This is why the nationalist excesses in Vojvodina are unfortunately not ‘isolated cases’, but a logical product of unbridled radical nationalism. The nice word equality, when applied to those who are unequal, legalises in fact the right of the stronger. (As the ancient Carthaginian writer Terence once said: ‘When two people do the same thing, it is not the same.’) Why do we deceive ourselves with ‘both sides are to blame’ in the Province where the Serb Radicals have become by far the strongest party - one fortified by former fighters for ‘new Serb states’ on foreign territories and by duped refugees from the areas promised to them by Milošević and Š ešelj - while most officials in the state, political and police institutions are their protectors, co-thinkers and voters. So long as Tomislav Nikolić daydreams about a Greater Serbia, what can non-Serbs in and around it dream about? And what will they see when they wake up?
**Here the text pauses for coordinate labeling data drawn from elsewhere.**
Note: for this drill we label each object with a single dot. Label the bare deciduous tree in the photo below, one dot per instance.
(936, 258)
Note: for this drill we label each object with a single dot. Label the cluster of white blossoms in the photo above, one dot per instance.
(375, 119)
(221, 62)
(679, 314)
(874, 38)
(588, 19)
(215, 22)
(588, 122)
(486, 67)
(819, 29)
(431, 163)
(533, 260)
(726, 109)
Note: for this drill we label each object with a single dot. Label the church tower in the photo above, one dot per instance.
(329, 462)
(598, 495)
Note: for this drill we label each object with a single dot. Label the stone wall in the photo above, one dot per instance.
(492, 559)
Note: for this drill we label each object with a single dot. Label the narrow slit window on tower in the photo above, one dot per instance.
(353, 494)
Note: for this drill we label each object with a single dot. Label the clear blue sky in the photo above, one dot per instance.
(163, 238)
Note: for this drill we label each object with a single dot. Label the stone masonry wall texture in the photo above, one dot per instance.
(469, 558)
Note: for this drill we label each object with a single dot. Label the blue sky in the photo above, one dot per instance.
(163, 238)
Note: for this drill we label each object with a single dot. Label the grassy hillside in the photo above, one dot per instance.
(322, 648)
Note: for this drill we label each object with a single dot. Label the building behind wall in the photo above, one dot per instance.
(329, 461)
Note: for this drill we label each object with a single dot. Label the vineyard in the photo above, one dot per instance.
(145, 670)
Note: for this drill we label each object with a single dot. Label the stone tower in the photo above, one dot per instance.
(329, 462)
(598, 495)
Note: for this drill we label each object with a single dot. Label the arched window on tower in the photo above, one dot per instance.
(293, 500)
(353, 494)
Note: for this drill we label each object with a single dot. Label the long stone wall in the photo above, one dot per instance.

‘The soldiers dance’ - on and on

‘Every tempest begins as a light breeze.’ These incidents will not really hurt Hungary, nor perhaps - let us hope - Magyar-Serb relations either, but they have already hurt Serbia. Their internationalisation is not the product of someone’s ill will, but derives from political relations in democratic Europe. They were internationalised by their very occurrence. Members of minorities are absent, moreover, from the Serbian government and assembly, and few if any are to be found in our police, military, judicial, customs or diplomatic services. When it comes to human and minority rights, a democratic government cannot but be generous. The old ‘national key’ [quota system] has been derided and rejected, but the door remains practically closed to the national minorities. It is telling that during the past fifteen years in which genocidal national chauvinism and ethnic persecution ran riot, the law against fanning national and religious hatred was not used even once. It was used neither before the fall of Milošević nor after the great October. Once again ‘the soldiers dance across the land of Serbia’.

State policy is not what is proclaimed, but what is done. All else is empty rhetoric. It is in the nature of maximalism to wreck any lesser solution. This is why ‘Kosovo and Metohija’ - which for us remains still and only our ‘southern Serbian province’ - is via facti and despite all our laments irresistibly moving away, with the ever more likely prospect that it will finally separate itself off without our having any say about it. This ‘most precious Serb word’, as the poet consecrates Kosovo, has already become one that Serbia can no longer afford. All that can now be achieved, especially for the unfortunate Kosovo Serbs, is possible only through reliance on the international community, the UN and the EU; yet we spend more time blaming them for everything than encouraging their good will and understanding. After all that Serbia has done there during the past decades, it cannot now achieve anything on its own. This is what happens when threats, curses and vows replace rational judgments and actions, and when it becomes unpopular - at times even dangerous - to tell unpalatable truths.

Serbia is not well. It is lagging far behind Europe and its neighbours. Serbia hesitates to do what it must out of fear of destabilisation, but hesitation only adds to its instability. It is not true that things are worse today than they were before October, but it is true that they are not as good as they could and should be. Those unable to foresee what can and must happen in the next five or ten years, and unwilling to face up to the demands of reason and reality, should find themselves some more innocuous job than conducting national policy. Serbia has given its trust, unenthusiastically but nevertheless, to Boris Tadić: he can do a great deal, if he proves able morally to rise above his presidential powers. He cannot do everything, but he can make his influence felt everywhere. Given the trust he has won at this political turning point, he is responsible not only for his own acts but also for his time.

This comment has been translated from Republika (Belgrade), October 2004. The author, born in Zemun in 1922, held several of the highest party and state posts in the former Yugoslavia, including that of foreign minister in the 1970s.